If you’re so tired of reading, hearing and seeing Jose Canseco you want to throw up, join the crowd.

Unfortunately, he has us right where he want us. It’s all Canseco, all the time.

You could see it in the smirk he wore Sunday night during his interview with Mike Wallace on “60 Minutes.”

He knows he’s making us nauseous. He knows we can only half believe him. He knows he’s making himself look like a raving lunatic.

And he just doesn’t care. He seems happy, happier maybe than he’s been in years, because, once again, everyone is focused on him.

He’ll be back on “60 Minutes” again tonight and will probably be on ESPN soon. I’m writing my third column on the pea-brain in a week. Columnists all over the country are doing the same thing.

We can’t help ourselves. It’s what you’re talking about. It’s what everyone’s talking about.

And what’s major league baseball saying about Canseco?

It doesn’t know what to say.

The worst thing I heard while watching “60 Minutes” on Sunday night was Mike Wallace saying baseball commissioner Bud Selig had declined an interview.

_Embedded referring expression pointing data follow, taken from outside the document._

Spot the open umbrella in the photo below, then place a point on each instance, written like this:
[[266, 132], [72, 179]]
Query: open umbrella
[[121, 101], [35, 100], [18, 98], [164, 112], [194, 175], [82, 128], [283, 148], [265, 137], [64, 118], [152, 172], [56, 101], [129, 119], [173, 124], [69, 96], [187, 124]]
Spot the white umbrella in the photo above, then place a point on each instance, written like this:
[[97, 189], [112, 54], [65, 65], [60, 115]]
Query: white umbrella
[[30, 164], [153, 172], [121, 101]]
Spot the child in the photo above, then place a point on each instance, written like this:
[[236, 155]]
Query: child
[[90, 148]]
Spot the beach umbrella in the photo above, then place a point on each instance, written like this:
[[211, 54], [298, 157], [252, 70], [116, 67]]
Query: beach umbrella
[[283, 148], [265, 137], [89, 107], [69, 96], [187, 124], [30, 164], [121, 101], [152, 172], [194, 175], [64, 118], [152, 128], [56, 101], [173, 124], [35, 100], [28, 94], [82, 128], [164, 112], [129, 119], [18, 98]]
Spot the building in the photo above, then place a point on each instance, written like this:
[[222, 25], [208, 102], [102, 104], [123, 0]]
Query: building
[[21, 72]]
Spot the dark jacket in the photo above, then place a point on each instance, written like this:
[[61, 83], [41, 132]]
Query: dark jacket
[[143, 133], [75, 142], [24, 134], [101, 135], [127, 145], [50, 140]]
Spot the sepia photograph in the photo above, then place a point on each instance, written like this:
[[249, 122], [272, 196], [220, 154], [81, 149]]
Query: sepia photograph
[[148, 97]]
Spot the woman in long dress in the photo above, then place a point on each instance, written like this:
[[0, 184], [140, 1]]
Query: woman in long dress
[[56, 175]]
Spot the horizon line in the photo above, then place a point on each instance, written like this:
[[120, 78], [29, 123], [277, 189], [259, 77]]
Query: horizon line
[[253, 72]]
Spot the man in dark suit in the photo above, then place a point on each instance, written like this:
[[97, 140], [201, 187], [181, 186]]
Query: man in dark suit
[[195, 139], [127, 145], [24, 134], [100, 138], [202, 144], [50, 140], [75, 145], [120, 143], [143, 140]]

“Declined an interview? What?”

Accused serial killers might decline interviews on national television. Not the commissioner of baseball.

Selig should have leaped at the opportunity to discredit Canseco on national TV. Unless, of course, Bud thinks he might just be telling the truth.

There are reports that an MLB spokesman will surface on tonight’s show. Let’s hope so.

Let’s also hope Wallace asks a few more pointed questions, as he did when he had Canseco back-pedaling on his contention that he “often” injected Mark McGwire with steroids. “Often,” Canseco finally admitted, was really just once or twice, and his memory was hazy on even those numbers.

“It was a long time ago,” Canseco told Wallace.

It’s exaggerations like that, along with Canseco’s sheer lack of credibility as a human being, that make all of us skeptical about what he’s saying. But I think we’re all scared, too.

We’re scared to death he might be telling the truth. Or at least some of it.

What I’d like to see is someone take the gloves off with Canseco. I’d like to turn on the TV tonight to see Rafael Palmeiro or Pudge Rodriguez calling Canseco a liar to his face.

Yes, everyone he has accused or implicated with his slander has denied it. But they’ve done it politely, with their teams or attorneys making these nicely worded statements about how they feel sorry that Jose has sunk to such depths.

Nobody should feel sorry for this despicable rat. Even now, he shows not an inkling of regret for what he did to himself, for what he did to others when, if he’s telling the truth, he introduced them to steroids, nor for what he did to the game that provided him with wealth beyond his wildest dreams.

In his own way, Canseco was a predator when he played. He had few, if any, close friends. By his own admission he wasn’t “buddy-buddies” with McGwire, his old Bash Brother teammate. He wasn’t close with Raffy, or Pudge, or Juan Gonzalez.

But I admit it, he’s got me. I’ll watch to see what he says again tonight.